Why Is Your Toilet Tank Slow To Refill And How Can You Fix It?

The average time for a toilet to fill ranges from 30 seconds to two minutes. So if you're still waiting after that tie stamp, then it's likely due to a faulty fill valve, which is the primary cause of a slow-filling tank. The most common reasons for a fill valve to slow down or fail to fill the tank after flushing are the accumulation of debris and the valve's age. Over time, debris can build up in the water system, which affects various components like the valve body, supply line, and shut-off valve. This build-up can restrict the flow path of water, which results in a slower filling toilet. Fill valves that are over seven years old may also experience decreased performance due to wear and tear.

Before diving into taking your toilet apart, it's worth checking the water shut-off valve, located in the back of your toilet. If the valve isn't fully open, this could be the culprit and can potentially solve your slow-filling toilet issue without any further intervention.

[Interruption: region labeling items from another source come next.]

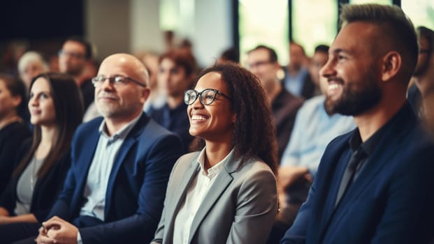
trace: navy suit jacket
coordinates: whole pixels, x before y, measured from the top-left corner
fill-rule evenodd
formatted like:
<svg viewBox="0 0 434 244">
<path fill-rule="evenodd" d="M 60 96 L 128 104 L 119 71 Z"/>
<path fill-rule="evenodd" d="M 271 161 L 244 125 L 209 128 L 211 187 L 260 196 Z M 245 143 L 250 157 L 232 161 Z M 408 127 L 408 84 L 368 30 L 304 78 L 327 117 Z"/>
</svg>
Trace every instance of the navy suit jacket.
<svg viewBox="0 0 434 244">
<path fill-rule="evenodd" d="M 340 158 L 349 156 L 354 132 L 328 144 L 308 199 L 281 243 L 427 243 L 434 220 L 434 147 L 408 103 L 385 126 L 335 210 L 347 163 Z"/>
<path fill-rule="evenodd" d="M 84 189 L 103 119 L 78 127 L 71 167 L 48 218 L 73 221 L 85 203 Z M 149 242 L 161 217 L 169 174 L 183 151 L 180 138 L 143 114 L 113 163 L 106 193 L 105 220 L 79 227 L 84 243 Z"/>
</svg>

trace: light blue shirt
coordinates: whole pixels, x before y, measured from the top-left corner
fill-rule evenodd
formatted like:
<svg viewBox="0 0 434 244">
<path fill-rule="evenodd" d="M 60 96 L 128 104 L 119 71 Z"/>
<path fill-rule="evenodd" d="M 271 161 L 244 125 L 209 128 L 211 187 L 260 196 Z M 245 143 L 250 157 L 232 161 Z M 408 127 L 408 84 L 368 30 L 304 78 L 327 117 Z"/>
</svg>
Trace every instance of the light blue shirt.
<svg viewBox="0 0 434 244">
<path fill-rule="evenodd" d="M 99 129 L 100 136 L 98 145 L 85 186 L 86 201 L 80 211 L 80 215 L 92 216 L 104 221 L 106 193 L 113 162 L 126 135 L 140 116 L 141 114 L 111 137 L 107 132 L 106 121 L 101 123 Z"/>
<path fill-rule="evenodd" d="M 281 166 L 304 166 L 314 176 L 327 144 L 356 128 L 352 116 L 328 116 L 324 100 L 324 96 L 309 99 L 298 110 Z"/>
<path fill-rule="evenodd" d="M 294 95 L 302 96 L 303 86 L 308 73 L 309 72 L 304 67 L 301 68 L 298 74 L 295 76 L 291 76 L 288 71 L 283 81 L 284 88 Z"/>
</svg>

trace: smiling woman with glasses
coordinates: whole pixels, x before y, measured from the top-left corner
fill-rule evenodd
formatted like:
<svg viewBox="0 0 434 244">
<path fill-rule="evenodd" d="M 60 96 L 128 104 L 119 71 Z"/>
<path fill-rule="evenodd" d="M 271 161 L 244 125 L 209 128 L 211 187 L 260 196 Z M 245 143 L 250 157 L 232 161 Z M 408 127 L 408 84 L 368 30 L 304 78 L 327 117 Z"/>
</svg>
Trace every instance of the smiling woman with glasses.
<svg viewBox="0 0 434 244">
<path fill-rule="evenodd" d="M 187 105 L 191 105 L 196 101 L 197 98 L 200 98 L 201 102 L 204 105 L 209 105 L 215 99 L 217 94 L 220 94 L 224 97 L 228 98 L 229 100 L 232 99 L 227 95 L 224 95 L 224 93 L 217 89 L 205 89 L 201 92 L 198 92 L 196 90 L 190 89 L 184 92 L 184 102 Z"/>
<path fill-rule="evenodd" d="M 277 160 L 259 80 L 238 66 L 216 66 L 184 102 L 196 152 L 172 171 L 152 243 L 265 243 L 277 214 Z"/>
</svg>

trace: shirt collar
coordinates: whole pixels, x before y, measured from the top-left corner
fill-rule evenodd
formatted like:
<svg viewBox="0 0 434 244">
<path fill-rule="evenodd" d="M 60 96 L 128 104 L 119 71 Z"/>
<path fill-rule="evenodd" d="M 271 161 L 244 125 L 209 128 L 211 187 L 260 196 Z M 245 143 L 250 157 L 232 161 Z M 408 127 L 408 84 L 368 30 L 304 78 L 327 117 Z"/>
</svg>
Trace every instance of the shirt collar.
<svg viewBox="0 0 434 244">
<path fill-rule="evenodd" d="M 139 119 L 142 116 L 142 114 L 143 112 L 138 114 L 138 116 L 137 116 L 136 118 L 133 119 L 133 120 L 129 121 L 125 125 L 122 126 L 120 130 L 117 131 L 111 137 L 108 135 L 108 132 L 107 131 L 107 125 L 106 124 L 106 120 L 104 119 L 101 122 L 101 125 L 99 125 L 99 128 L 98 129 L 98 130 L 99 131 L 99 134 L 110 141 L 117 139 L 124 139 L 126 137 L 126 135 L 128 135 L 128 133 L 129 133 L 129 132 L 133 129 L 134 125 L 136 125 L 137 121 L 138 121 Z"/>
<path fill-rule="evenodd" d="M 224 166 L 224 162 L 227 160 L 227 159 L 232 155 L 232 154 L 233 154 L 233 148 L 232 148 L 232 150 L 231 150 L 231 151 L 229 152 L 229 153 L 228 153 L 228 155 L 226 155 L 226 157 L 224 157 L 224 158 L 223 160 L 222 160 L 222 161 L 217 162 L 215 165 L 212 166 L 212 167 L 208 169 L 208 175 L 205 173 L 205 170 L 204 169 L 204 165 L 205 165 L 205 148 L 206 147 L 204 147 L 203 149 L 202 149 L 202 151 L 201 151 L 201 153 L 199 153 L 199 157 L 197 159 L 197 162 L 199 164 L 199 166 L 201 167 L 201 174 L 202 174 L 203 176 L 208 177 L 210 179 L 212 179 L 212 178 L 215 177 L 215 176 L 217 176 L 221 171 L 222 169 L 223 169 L 223 167 Z"/>
</svg>

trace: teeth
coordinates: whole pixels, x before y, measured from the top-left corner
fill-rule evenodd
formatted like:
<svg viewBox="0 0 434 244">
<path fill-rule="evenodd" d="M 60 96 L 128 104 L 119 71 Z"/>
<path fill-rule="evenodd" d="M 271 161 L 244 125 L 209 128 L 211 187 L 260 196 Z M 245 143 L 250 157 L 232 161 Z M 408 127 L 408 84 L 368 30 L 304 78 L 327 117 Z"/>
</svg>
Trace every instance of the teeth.
<svg viewBox="0 0 434 244">
<path fill-rule="evenodd" d="M 328 85 L 328 89 L 329 90 L 333 90 L 333 89 L 337 89 L 339 88 L 339 86 L 340 86 L 340 85 L 339 84 L 331 84 Z"/>
<path fill-rule="evenodd" d="M 205 121 L 207 118 L 201 115 L 193 115 L 191 119 L 195 121 Z"/>
</svg>

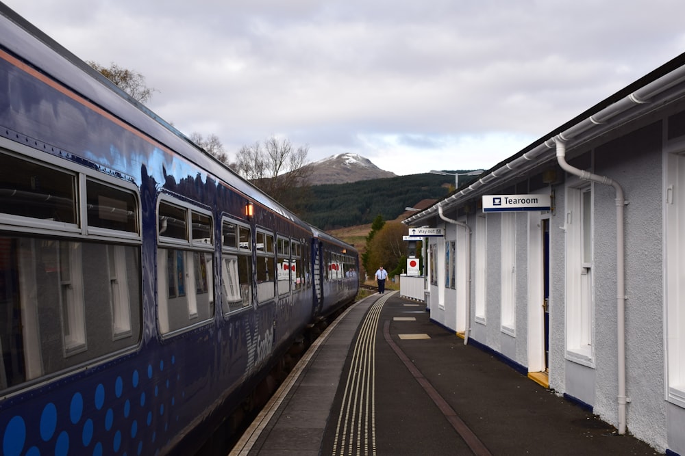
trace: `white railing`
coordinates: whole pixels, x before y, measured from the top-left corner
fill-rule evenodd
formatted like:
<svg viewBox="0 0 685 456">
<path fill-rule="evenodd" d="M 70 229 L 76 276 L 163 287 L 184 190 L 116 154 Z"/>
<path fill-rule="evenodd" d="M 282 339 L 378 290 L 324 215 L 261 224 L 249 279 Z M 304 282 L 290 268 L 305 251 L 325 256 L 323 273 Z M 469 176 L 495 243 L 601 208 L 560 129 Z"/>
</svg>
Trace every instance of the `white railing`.
<svg viewBox="0 0 685 456">
<path fill-rule="evenodd" d="M 399 277 L 399 295 L 423 302 L 425 300 L 423 293 L 425 283 L 425 278 L 423 276 L 401 274 Z"/>
</svg>

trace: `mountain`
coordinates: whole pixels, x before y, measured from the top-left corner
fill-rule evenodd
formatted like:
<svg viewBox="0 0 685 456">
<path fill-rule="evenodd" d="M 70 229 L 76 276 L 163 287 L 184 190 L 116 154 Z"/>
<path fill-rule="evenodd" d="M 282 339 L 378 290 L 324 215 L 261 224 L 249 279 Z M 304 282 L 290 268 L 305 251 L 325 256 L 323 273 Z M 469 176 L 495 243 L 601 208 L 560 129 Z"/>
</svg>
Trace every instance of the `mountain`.
<svg viewBox="0 0 685 456">
<path fill-rule="evenodd" d="M 342 184 L 358 180 L 395 177 L 395 173 L 384 171 L 369 159 L 357 154 L 338 154 L 307 165 L 312 185 L 335 183 Z"/>
</svg>

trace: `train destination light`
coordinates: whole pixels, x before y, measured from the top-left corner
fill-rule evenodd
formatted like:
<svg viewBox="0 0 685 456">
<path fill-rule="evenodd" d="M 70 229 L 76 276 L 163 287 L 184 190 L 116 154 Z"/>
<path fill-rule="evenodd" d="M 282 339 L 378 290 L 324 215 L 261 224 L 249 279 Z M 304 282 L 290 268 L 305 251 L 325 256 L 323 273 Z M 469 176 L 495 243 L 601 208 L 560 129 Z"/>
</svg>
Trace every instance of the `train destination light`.
<svg viewBox="0 0 685 456">
<path fill-rule="evenodd" d="M 549 195 L 484 195 L 483 212 L 549 211 Z"/>
</svg>

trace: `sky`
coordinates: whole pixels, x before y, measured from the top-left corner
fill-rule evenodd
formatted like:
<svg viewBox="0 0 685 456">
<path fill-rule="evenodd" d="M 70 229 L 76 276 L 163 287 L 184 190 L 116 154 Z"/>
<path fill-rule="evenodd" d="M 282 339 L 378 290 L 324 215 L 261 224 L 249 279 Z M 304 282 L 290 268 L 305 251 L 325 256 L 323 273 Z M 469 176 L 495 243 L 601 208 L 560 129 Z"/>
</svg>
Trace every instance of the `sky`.
<svg viewBox="0 0 685 456">
<path fill-rule="evenodd" d="M 682 0 L 4 0 L 229 157 L 489 169 L 685 51 Z"/>
</svg>

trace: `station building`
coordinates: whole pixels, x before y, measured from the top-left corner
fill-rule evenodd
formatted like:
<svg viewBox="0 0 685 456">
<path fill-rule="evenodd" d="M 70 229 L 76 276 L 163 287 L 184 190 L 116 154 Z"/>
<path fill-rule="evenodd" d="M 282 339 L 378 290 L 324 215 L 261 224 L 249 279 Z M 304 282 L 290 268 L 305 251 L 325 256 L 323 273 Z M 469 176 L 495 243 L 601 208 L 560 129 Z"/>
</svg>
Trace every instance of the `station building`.
<svg viewBox="0 0 685 456">
<path fill-rule="evenodd" d="M 403 222 L 434 322 L 685 455 L 685 54 Z"/>
</svg>

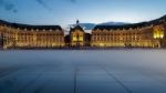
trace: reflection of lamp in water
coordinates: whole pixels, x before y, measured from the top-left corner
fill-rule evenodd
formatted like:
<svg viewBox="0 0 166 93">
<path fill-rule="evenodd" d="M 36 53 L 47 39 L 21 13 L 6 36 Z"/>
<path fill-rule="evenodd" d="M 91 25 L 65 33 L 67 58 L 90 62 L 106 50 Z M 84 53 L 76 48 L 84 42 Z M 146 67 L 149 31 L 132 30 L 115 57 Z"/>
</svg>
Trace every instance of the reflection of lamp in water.
<svg viewBox="0 0 166 93">
<path fill-rule="evenodd" d="M 104 46 L 104 43 L 100 43 L 100 46 Z"/>
</svg>

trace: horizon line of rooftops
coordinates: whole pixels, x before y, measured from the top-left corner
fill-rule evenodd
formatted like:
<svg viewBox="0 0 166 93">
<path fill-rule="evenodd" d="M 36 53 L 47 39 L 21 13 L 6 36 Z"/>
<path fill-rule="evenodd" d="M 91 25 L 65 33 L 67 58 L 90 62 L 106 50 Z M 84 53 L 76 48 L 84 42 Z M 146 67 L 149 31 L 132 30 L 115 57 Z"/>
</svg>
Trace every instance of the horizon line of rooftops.
<svg viewBox="0 0 166 93">
<path fill-rule="evenodd" d="M 76 21 L 76 23 L 77 23 L 77 21 Z M 147 21 L 147 22 L 129 23 L 129 24 L 122 24 L 122 25 L 100 25 L 100 24 L 97 24 L 93 28 L 93 31 L 95 31 L 95 30 L 141 29 L 141 28 L 145 28 L 145 27 L 156 25 L 159 23 L 166 23 L 166 16 L 164 16 L 159 19 L 156 19 L 156 20 Z M 32 25 L 32 24 L 23 24 L 23 23 L 12 23 L 12 22 L 7 22 L 7 21 L 2 21 L 2 20 L 0 20 L 0 25 L 10 27 L 10 28 L 14 28 L 14 29 L 27 29 L 27 30 L 60 30 L 60 31 L 63 31 L 61 25 Z"/>
</svg>

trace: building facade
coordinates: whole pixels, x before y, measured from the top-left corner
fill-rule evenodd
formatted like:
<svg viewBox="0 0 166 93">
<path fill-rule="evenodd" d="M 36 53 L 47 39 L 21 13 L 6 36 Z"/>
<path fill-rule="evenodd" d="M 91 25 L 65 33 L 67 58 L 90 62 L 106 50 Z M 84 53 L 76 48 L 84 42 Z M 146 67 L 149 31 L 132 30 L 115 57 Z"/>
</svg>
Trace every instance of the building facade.
<svg viewBox="0 0 166 93">
<path fill-rule="evenodd" d="M 163 25 L 97 25 L 92 31 L 92 46 L 162 48 Z"/>
<path fill-rule="evenodd" d="M 86 33 L 76 21 L 64 35 L 60 25 L 0 21 L 0 48 L 166 48 L 166 17 L 143 23 L 96 25 Z"/>
<path fill-rule="evenodd" d="M 64 46 L 64 32 L 59 25 L 0 24 L 3 49 Z"/>
</svg>

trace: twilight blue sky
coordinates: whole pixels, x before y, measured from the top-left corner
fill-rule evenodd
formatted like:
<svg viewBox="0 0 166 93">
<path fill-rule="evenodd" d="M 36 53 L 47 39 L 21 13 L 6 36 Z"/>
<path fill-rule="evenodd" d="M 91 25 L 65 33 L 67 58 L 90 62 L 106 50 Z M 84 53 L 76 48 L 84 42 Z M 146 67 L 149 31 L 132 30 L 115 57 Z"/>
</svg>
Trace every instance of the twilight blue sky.
<svg viewBox="0 0 166 93">
<path fill-rule="evenodd" d="M 0 19 L 28 24 L 142 22 L 166 14 L 166 0 L 0 0 Z"/>
</svg>

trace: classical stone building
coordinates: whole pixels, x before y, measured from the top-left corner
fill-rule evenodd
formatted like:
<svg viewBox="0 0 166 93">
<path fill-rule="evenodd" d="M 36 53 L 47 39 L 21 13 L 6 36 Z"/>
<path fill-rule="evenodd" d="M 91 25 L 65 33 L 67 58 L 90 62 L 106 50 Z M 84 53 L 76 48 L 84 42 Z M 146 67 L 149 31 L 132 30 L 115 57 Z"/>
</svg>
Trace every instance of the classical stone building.
<svg viewBox="0 0 166 93">
<path fill-rule="evenodd" d="M 96 25 L 92 31 L 91 45 L 162 48 L 165 31 L 164 24 Z"/>
<path fill-rule="evenodd" d="M 3 48 L 60 48 L 64 45 L 64 32 L 60 25 L 27 25 L 0 23 Z"/>
<path fill-rule="evenodd" d="M 149 22 L 96 25 L 86 33 L 79 21 L 64 35 L 60 25 L 0 21 L 0 48 L 166 48 L 166 16 Z"/>
</svg>

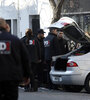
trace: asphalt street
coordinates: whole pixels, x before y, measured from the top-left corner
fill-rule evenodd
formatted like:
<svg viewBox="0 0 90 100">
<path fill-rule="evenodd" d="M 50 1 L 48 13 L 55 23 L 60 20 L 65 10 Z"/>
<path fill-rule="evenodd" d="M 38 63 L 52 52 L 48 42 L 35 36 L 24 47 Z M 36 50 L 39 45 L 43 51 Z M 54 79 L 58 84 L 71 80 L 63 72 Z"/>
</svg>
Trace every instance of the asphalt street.
<svg viewBox="0 0 90 100">
<path fill-rule="evenodd" d="M 24 92 L 19 89 L 19 100 L 90 100 L 90 94 L 85 91 L 72 93 L 45 88 L 39 88 L 38 92 Z"/>
</svg>

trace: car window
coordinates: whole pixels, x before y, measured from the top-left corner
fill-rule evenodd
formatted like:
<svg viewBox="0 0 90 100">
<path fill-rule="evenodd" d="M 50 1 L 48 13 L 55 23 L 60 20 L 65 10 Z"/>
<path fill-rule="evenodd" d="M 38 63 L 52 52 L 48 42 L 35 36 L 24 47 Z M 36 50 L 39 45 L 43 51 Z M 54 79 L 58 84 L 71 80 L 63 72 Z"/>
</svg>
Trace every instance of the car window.
<svg viewBox="0 0 90 100">
<path fill-rule="evenodd" d="M 79 56 L 90 52 L 90 45 L 84 45 L 80 49 L 77 49 L 71 55 Z"/>
</svg>

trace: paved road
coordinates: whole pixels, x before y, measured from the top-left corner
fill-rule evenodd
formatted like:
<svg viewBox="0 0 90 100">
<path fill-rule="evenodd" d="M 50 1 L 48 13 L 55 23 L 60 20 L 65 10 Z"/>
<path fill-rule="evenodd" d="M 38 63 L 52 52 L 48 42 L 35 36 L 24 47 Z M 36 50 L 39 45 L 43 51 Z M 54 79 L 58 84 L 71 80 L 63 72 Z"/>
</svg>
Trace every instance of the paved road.
<svg viewBox="0 0 90 100">
<path fill-rule="evenodd" d="M 38 92 L 24 92 L 24 90 L 20 89 L 19 100 L 90 100 L 90 94 L 48 89 L 39 89 Z"/>
</svg>

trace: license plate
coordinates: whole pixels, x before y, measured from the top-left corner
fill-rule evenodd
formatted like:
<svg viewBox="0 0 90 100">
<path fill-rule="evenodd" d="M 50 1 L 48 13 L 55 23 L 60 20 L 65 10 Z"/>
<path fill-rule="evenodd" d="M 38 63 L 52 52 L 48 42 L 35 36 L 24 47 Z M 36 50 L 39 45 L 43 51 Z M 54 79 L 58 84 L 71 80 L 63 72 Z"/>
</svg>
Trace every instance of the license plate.
<svg viewBox="0 0 90 100">
<path fill-rule="evenodd" d="M 61 82 L 62 81 L 62 77 L 54 77 L 55 81 Z"/>
</svg>

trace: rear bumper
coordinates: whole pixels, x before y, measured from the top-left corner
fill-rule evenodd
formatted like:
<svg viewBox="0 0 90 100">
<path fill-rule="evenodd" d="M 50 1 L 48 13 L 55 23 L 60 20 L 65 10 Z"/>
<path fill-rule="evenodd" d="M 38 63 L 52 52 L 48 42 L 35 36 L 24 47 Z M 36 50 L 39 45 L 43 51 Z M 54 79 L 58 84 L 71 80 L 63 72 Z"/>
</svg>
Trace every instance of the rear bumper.
<svg viewBox="0 0 90 100">
<path fill-rule="evenodd" d="M 77 73 L 76 73 L 77 72 Z M 78 68 L 74 71 L 50 71 L 50 78 L 53 84 L 63 84 L 63 85 L 84 85 L 85 79 Z"/>
</svg>

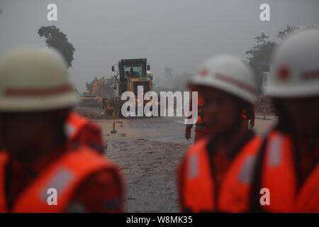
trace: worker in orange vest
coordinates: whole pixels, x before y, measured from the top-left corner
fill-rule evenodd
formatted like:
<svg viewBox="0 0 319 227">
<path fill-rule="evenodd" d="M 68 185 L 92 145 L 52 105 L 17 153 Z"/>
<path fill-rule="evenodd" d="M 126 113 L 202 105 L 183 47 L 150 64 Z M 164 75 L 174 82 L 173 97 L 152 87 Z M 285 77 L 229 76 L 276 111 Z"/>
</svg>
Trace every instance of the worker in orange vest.
<svg viewBox="0 0 319 227">
<path fill-rule="evenodd" d="M 318 30 L 297 32 L 276 47 L 264 92 L 281 117 L 251 155 L 254 167 L 243 172 L 250 180 L 230 183 L 233 211 L 319 212 L 318 59 Z"/>
<path fill-rule="evenodd" d="M 54 50 L 21 48 L 0 61 L 0 212 L 121 212 L 118 167 L 69 143 L 78 96 Z"/>
<path fill-rule="evenodd" d="M 69 141 L 84 143 L 101 153 L 104 152 L 100 128 L 75 111 L 71 111 L 67 118 L 65 133 Z"/>
<path fill-rule="evenodd" d="M 193 89 L 196 89 L 196 86 L 191 86 Z M 192 104 L 191 99 L 190 101 L 190 104 Z M 205 123 L 203 121 L 203 98 L 201 97 L 201 94 L 198 93 L 198 102 L 197 102 L 197 121 L 196 123 L 196 128 L 195 128 L 195 138 L 194 142 L 196 142 L 199 140 L 200 139 L 209 136 L 211 135 L 209 131 L 207 129 Z M 190 105 L 189 108 L 190 111 L 192 110 L 191 104 Z M 191 116 L 189 116 L 188 118 L 191 118 Z M 186 140 L 189 140 L 191 138 L 191 128 L 193 127 L 192 124 L 186 124 L 186 129 L 185 129 L 185 138 Z"/>
<path fill-rule="evenodd" d="M 247 128 L 240 115 L 254 104 L 254 82 L 249 66 L 228 55 L 208 60 L 191 80 L 203 97 L 203 120 L 212 135 L 195 143 L 177 169 L 182 211 L 228 211 L 224 188 L 238 177 L 233 173 L 245 157 L 240 154 L 254 153 L 262 143 L 262 138 Z"/>
</svg>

Flush the fill valve first

It's recommended that you first try to flush out the fill valve to remove any possible debris before deciding to fully replace it. Start by locating the water shutoff valve, which is normally positioned near the back of the toilet. Turn it clockwise to stop the water flow and flush the toilet to remove most of the water from the tank. To access the fill valve, grip and hold the shaft of the cap on top of the valve. With your other hand, twist the cap and lever arm counterclockwise to remove it. Depending on the specific valve, you may need to push the cap down while twisting it off. Once it's removed, the fill valve will be exposed for cleaning. 

To flush out the fill valve, put a small cup upside down over the valve opening to prevent water from getting everywhere, and then turn the water supply back on. The sudden flow of water should help dislodge any sediment or debris that may be keeping the valve from properly functioning. After cleaning, reattach the cap by twisting it clockwise to secure it in place and flush the toilet to check if the cleaning resolved the issue. If not, then it's time for a replacement.

How to replace your fill valve

To remove your old fill valve and install a new one, start by shutting off the water supply to the toilet and flushing it to empty the tank. Next, disconnect the water by loosening the clamp on the hose that's attached to the fill valve. Remove the water line from the overflow tube, which channels water back into the toilet to refill it after each flush. Locate the nut beneath the tank and use pliers to loosen and remove it. The old fill valve should easily lift out of the tank. 

To install the new fill valve, begin by sliding the rubber washer onto the threaded end of the valve and placing it in the toilet tank. Make sure that the water fill hose has a clear and unobstructed path to the main connection. If you notice any kinks in the fill hose, rotate the fill valve until they straighten out. Once everything is aligned, tighten the nut and reconnect the main water line as well as the hose that sits above the overflow tube. Turn the water supply back on and check for any leaks. Don't forget to calibrate the new fill valve by following the provided instructions. This ensures that the float will shut off the fill valve when the water reaches around a ½ to ¾ of an inch below the top of the overflow tube.